Charlie Naimo

Personal information
- Full name: Charles Naimo
- Place of birth: United States

Managerial career
- Years: Team
- 1998–1999: Central Jersey Splash
- 2000: New Brunswick Power
- 2004–2006: New Jersey Wildcats
- 2007: Jersey Sky Blues
- 2008–2010: Pali Blues
- 2011–2012: Los Angeles Blues
- 2012–2014: Pali Blues

= Charlie Naimo =

American soccer coach

Charlie Naimo is currently the technical director of the Western New York Flash in the National Women's Soccer League.

Naimo started his USL coaching career in 1998 with the Central Jersey Splash of the W-League. He coached the Splash for two seasons before moving to the New Brunswick Power for the 2000 W-League season. He was named the W-League Coach of the Year in 1999 with the Splash.

He returned to the W-League in 2004 to coach the New Jersey Wildcats with great success. In three seasons with the Wildcats, Naimo posted a 47–2–1 record including the 2005 W-League Championship.

After spending the 2007 season as head coach of the W-League's Jersey Sky Blues – a predecessor to Sky Blue FC of Women's Professional Soccer, Naimo moved to California, where he started the Pali Blues of the W-League. From 2008 to 2010, he served as head coach of the Pali Blues winning the W-League Championship in 2008 and 2009.

Naimo was also involved with Women's Professional Soccer, serving as the general manager of the Los Angeles Sol in 2009 and as a technical advisor with the Chicago Red Stars in 2010.

In 2011, Naimo moved into coaching on the men's side when he assumed the position of head coach for the Los Angeles Blues in the team's debut season in the USL Pro. He served in that position for two seasons before resigning following the 2012 season.

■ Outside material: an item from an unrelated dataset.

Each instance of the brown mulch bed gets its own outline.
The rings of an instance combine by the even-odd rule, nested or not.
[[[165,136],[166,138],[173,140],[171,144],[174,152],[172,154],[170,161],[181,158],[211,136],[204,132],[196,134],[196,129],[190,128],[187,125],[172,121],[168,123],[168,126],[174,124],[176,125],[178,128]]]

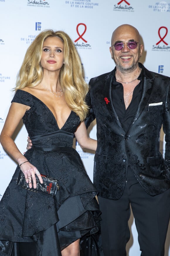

In 2012, Naimo returned to the role of head coach of the Pali Blues in addition to his role with the Blues men's team. He brought the Blues back to the W-League championship, where they fell to the Ottawa Fury in penalty kicks after a 1–1 tie. Naimo earned the 2012 W-League Coach of the Year Award.

In 2014, Naimo was hired by the Western New York Flash in the role of technical director.

In 2016, Naimo was hired by the North Carolina Courage as technical director for the NWSL Franchise.

In 2018, Naimo was hired by Capelli Sports and Cedar Stars Soccer Academy as their executive general manager.